Chloe Ye-Eun Moon & Dario Rodighiero: Mapping as a Contemporary Instrument for Orientation in Conferences

It is very interesting that the language “signatures” of authors of conference articles can be used to find links between authors, rank the strength of these links, and finally use this information to create a spatial visualization of the authors. It seems pretty obvious to consider the individual authors as nodes which can connect with one another as a network, since we tend to use this model when describing interpersonal relationships with words such as “social networks”. However, I was surprised that an elevation map was created out of this data, since it seems to be a less obvious, more creative representation of it.

Dario Rodighiero: Printing Walkable Visualizations

I appreciate that Rodighiero thoroughly examines challenges that large-scale, walkable visualizations face, such as limits on zooming out and multiple-user interaction. In addition, he notes challenges that visualizations of interpersonal relationships in general face, which mainly stem from how the individuals represented in them respond to them.
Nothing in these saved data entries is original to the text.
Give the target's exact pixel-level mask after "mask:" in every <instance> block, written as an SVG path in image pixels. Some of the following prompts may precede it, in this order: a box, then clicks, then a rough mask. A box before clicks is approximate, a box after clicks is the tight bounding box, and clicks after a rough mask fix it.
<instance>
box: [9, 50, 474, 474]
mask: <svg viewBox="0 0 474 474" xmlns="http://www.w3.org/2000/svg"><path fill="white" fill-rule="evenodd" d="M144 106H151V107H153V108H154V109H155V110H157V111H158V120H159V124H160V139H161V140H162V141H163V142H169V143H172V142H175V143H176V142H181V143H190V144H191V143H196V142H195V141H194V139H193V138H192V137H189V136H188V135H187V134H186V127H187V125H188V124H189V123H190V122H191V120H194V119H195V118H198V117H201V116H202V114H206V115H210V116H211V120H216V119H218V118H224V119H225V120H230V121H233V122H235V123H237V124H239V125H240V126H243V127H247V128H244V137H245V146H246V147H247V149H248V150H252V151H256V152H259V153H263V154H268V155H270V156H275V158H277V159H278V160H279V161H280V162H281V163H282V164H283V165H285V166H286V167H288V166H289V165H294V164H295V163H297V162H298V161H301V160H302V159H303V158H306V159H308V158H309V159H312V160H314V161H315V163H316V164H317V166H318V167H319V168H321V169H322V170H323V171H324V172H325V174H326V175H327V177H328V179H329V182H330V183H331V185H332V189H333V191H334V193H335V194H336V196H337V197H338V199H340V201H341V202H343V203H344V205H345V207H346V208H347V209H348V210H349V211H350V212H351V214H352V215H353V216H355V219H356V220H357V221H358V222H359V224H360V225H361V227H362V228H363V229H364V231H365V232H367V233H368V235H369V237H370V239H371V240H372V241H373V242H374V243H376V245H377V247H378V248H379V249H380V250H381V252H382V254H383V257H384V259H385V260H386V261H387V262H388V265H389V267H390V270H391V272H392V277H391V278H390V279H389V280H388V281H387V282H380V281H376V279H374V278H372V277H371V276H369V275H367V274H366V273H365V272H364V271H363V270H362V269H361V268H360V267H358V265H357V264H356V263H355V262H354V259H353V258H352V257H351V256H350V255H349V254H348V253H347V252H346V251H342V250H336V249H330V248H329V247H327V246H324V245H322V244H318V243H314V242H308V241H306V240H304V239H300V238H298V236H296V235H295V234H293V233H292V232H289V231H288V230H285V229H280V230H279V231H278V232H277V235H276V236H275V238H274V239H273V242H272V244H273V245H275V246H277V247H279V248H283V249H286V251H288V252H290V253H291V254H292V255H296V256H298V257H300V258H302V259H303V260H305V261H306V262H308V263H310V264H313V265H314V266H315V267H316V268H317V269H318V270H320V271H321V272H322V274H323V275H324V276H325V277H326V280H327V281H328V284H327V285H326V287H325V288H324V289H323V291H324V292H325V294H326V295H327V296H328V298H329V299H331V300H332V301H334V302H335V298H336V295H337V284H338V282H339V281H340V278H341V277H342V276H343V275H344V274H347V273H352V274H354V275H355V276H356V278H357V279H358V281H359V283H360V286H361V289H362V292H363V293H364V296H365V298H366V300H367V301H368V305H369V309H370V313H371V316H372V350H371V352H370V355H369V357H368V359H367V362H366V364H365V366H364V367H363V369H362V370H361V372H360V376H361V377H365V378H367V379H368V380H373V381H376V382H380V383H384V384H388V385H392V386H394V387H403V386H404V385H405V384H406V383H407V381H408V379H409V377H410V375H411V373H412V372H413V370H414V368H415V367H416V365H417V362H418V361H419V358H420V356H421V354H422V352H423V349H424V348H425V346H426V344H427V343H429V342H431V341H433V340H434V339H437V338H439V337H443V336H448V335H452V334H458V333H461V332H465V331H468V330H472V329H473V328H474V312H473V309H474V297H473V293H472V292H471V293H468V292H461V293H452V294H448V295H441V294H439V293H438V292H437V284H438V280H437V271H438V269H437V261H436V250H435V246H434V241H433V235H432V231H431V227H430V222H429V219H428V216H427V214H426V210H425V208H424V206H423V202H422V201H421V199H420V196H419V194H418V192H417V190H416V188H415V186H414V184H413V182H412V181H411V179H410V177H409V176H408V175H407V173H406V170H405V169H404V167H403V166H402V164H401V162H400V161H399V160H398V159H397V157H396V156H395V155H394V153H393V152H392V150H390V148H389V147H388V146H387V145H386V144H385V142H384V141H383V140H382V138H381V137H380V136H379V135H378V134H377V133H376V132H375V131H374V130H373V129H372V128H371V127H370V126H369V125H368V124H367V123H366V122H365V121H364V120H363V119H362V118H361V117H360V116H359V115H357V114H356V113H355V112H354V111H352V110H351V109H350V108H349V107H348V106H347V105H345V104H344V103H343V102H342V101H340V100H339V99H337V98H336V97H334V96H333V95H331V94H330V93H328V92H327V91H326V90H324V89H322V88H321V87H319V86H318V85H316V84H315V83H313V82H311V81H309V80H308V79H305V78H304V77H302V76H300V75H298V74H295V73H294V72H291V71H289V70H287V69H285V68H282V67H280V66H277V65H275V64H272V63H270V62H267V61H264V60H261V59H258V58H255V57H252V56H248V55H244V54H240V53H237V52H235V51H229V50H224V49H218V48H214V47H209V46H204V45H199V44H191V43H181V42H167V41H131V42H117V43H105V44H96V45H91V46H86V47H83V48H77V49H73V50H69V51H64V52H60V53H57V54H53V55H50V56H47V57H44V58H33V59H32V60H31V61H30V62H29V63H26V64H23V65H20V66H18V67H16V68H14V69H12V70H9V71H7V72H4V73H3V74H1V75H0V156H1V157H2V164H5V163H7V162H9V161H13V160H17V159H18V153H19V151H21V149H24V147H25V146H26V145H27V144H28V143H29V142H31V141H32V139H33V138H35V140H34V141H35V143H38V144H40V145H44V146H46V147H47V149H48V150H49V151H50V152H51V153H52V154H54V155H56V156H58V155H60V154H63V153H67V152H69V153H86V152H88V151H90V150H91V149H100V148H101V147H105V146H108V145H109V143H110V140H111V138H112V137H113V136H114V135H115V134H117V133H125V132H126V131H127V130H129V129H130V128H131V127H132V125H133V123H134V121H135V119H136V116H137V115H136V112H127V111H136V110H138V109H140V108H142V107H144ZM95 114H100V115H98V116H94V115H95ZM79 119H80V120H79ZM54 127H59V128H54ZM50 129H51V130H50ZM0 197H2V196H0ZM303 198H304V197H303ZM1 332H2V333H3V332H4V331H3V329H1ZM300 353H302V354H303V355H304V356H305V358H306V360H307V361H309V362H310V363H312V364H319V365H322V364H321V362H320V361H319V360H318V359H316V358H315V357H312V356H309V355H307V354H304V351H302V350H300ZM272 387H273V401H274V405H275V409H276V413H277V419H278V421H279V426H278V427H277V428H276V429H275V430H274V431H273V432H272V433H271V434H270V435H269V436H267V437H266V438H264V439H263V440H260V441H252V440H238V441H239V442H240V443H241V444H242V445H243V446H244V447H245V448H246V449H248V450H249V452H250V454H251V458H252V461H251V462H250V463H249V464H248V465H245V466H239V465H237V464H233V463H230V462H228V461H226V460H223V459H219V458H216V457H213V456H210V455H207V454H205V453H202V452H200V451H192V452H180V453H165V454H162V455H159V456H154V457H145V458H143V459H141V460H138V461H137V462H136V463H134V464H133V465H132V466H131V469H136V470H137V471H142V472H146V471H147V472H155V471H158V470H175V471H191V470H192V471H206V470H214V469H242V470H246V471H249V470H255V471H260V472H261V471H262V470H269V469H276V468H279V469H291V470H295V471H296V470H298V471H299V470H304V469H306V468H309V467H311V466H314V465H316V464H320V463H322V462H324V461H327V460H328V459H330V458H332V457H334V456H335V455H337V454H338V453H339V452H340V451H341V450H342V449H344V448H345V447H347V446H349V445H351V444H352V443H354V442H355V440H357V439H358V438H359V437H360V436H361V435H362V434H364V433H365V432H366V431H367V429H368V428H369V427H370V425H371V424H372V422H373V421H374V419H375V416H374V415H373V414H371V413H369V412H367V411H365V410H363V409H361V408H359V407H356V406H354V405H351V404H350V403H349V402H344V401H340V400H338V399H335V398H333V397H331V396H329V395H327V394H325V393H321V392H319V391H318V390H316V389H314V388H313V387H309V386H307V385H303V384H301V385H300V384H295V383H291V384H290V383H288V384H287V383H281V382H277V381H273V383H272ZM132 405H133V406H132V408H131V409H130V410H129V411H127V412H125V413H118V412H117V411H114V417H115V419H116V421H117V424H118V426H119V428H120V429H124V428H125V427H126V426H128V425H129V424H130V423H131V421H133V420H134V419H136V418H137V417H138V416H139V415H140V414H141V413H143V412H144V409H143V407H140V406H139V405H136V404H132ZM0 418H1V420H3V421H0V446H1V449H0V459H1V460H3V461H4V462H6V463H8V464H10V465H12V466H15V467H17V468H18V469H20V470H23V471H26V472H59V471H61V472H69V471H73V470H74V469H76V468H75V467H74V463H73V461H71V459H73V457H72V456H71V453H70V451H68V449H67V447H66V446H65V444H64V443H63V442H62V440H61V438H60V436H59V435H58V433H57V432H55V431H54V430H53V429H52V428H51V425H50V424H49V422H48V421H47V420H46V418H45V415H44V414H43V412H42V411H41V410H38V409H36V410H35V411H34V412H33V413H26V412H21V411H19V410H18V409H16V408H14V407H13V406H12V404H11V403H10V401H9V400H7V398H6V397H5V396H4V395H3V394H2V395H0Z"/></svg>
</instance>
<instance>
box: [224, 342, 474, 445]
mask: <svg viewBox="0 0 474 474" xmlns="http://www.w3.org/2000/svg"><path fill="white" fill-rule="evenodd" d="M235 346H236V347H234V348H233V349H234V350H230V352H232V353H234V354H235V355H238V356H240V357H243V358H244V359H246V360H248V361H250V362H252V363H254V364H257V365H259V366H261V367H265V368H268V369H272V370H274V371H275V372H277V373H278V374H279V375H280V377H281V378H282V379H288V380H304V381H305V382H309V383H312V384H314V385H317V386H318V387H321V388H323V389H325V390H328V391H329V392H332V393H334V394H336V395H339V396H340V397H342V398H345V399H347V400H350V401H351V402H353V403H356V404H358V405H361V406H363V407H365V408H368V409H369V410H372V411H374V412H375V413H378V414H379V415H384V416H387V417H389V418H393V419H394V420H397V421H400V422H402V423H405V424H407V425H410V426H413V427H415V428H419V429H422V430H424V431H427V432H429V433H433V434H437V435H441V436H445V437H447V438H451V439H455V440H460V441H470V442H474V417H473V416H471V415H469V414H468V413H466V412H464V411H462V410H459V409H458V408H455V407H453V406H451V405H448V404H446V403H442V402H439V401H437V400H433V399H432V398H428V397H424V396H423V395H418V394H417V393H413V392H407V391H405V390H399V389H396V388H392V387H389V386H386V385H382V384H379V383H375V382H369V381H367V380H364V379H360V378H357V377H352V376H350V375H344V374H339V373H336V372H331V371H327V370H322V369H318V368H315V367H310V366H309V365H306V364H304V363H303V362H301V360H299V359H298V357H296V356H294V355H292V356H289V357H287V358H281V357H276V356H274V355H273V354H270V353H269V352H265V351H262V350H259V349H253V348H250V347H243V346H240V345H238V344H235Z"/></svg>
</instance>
I agree with Rodighiero that walkable visualizations can be compelling and engaging in ways that no other forms can, due to the scale, the multi-user capability, and its public quality. However, it seems that the production of these require many significant considerations in terms of economics, user experience, and technology. I am curious to see how walkable visualizations can advance in the future, and how creators of visualizations involving human relationships tackle the challenge of how to effectively and sensitively represent them.